And ii-2, respectively corresponding the characteristic values of the initially selected characteristic attributes to each sample network flow, performing 0 supplementing operation to missing values in the characteristic values, updating the characteristic values of the initially selected characteristic attributes respectively corresponding to each sample network flow, and entering the step iii.
And iii, screening and obtaining each intermediate-level characteristic attribute according to the characteristic value of each sample network flow corresponding to each primary-selected characteristic attribute respectively and the correlation among the primary-selected characteristic attributes, namely obtaining the characteristic value of each sample network flow corresponding to each intermediate-level characteristic attribute respectively, and then entering the step iv.
In practice, step iii above includes steps iii-1 to iii-3.

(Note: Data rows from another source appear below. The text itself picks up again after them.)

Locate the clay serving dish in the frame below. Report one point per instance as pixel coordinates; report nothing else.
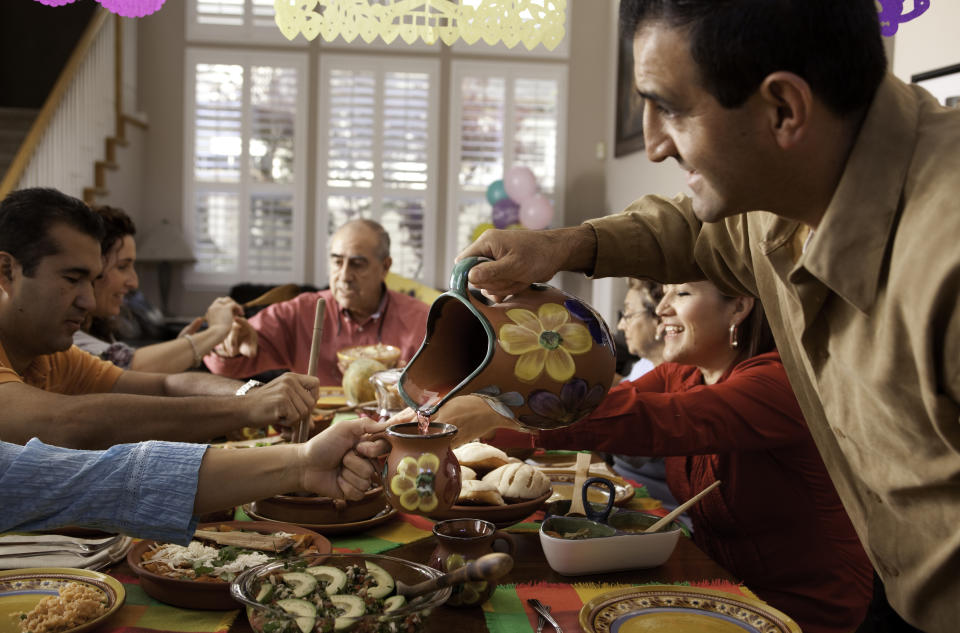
(192, 594)
(320, 510)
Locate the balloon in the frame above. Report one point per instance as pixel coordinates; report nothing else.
(478, 231)
(537, 212)
(519, 183)
(505, 213)
(496, 192)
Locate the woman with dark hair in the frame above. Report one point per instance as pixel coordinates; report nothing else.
(116, 281)
(720, 408)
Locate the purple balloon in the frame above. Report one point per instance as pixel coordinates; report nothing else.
(520, 183)
(505, 213)
(537, 212)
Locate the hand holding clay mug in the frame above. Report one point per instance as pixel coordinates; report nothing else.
(421, 475)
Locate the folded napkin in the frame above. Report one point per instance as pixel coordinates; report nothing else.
(18, 551)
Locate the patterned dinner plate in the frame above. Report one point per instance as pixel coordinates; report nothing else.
(22, 589)
(331, 397)
(679, 609)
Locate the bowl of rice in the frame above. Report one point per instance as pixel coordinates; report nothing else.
(58, 600)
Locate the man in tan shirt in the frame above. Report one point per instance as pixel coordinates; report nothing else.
(785, 106)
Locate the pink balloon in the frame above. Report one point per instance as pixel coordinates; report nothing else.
(537, 212)
(132, 8)
(519, 183)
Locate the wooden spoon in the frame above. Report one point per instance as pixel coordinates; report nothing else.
(680, 509)
(488, 567)
(248, 540)
(329, 413)
(303, 431)
(576, 496)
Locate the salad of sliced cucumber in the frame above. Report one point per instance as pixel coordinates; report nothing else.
(323, 599)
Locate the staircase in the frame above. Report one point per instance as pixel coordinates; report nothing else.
(74, 141)
(14, 125)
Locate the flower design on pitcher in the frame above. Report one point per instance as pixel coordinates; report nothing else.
(598, 329)
(576, 400)
(546, 340)
(465, 593)
(414, 481)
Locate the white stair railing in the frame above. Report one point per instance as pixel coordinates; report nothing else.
(67, 138)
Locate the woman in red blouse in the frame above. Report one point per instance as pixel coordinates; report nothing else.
(720, 407)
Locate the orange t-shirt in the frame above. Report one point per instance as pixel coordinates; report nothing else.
(71, 372)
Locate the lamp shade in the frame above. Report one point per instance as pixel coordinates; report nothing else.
(164, 243)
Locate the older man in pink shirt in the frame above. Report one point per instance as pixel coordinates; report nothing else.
(360, 310)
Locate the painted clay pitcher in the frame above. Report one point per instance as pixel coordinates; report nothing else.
(421, 475)
(543, 357)
(460, 541)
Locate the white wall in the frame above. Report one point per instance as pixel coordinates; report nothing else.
(628, 178)
(929, 41)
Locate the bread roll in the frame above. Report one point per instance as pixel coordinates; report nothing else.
(480, 456)
(518, 481)
(476, 492)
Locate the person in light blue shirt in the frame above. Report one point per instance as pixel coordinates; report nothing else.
(157, 489)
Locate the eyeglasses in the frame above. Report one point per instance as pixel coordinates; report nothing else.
(649, 311)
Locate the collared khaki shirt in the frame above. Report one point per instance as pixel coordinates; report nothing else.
(867, 321)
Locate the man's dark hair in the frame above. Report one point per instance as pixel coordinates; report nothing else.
(835, 45)
(116, 226)
(26, 217)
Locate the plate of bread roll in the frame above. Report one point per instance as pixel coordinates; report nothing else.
(496, 487)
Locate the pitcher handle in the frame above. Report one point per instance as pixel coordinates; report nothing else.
(603, 515)
(458, 278)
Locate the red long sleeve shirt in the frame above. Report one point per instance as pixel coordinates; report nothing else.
(776, 522)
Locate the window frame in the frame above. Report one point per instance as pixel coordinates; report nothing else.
(238, 35)
(245, 188)
(380, 65)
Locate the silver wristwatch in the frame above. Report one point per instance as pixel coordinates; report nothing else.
(247, 386)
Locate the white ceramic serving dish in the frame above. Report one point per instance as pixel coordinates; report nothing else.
(608, 548)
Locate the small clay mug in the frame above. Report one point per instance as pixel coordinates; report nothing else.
(463, 540)
(421, 475)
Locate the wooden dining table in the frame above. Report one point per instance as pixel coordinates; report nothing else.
(688, 563)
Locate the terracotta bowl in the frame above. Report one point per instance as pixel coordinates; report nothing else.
(321, 510)
(191, 594)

And step iii-1, obtaining a characteristic vector sequence of the characteristic value sequence corresponding to each initially selected characteristic attribute respectively based on the characteristic values corresponding to each initially selected characteristic attribute respectively of each sample network flow and combining the conversion from the characteristic values to the vectors, and then entering step iii-2.
And iii-2, obtaining the correlation between every two initially selected characteristic attributes according to the characteristic vector sequence of the characteristic value sequence corresponding to each initially selected characteristic attribute respectively and in a horse-type distance calculation mode, and then entering the step iii-3.
Step iii-3, sorting the correlations in descending order and selecting the top
Figure BDA0003043960520000041
Obtaining each correlation, obtaining each primary selection characteristic attribute corresponding to each correlation as each intermediate characteristic attribute, namely obtaining the characteristic value of each sample network flow corresponding to each intermediate characteristic attribute respectively, then entering step iv, wherein A represents the combination number formed by every two primary selection characteristic attributes, a represents the preset proportional value less than 1,
Figure BDA0003043960520000051
indicating rounding up.
And iv, updating each intermediate characteristic attribute to each target characteristic attribute by a cyclic mode of characteristic attribute derivation and deletion aiming at each intermediate characteristic attribute according to whether the number of the intermediate characteristic attributes meets the preset characteristic attribute number range or not, and then entering the step v.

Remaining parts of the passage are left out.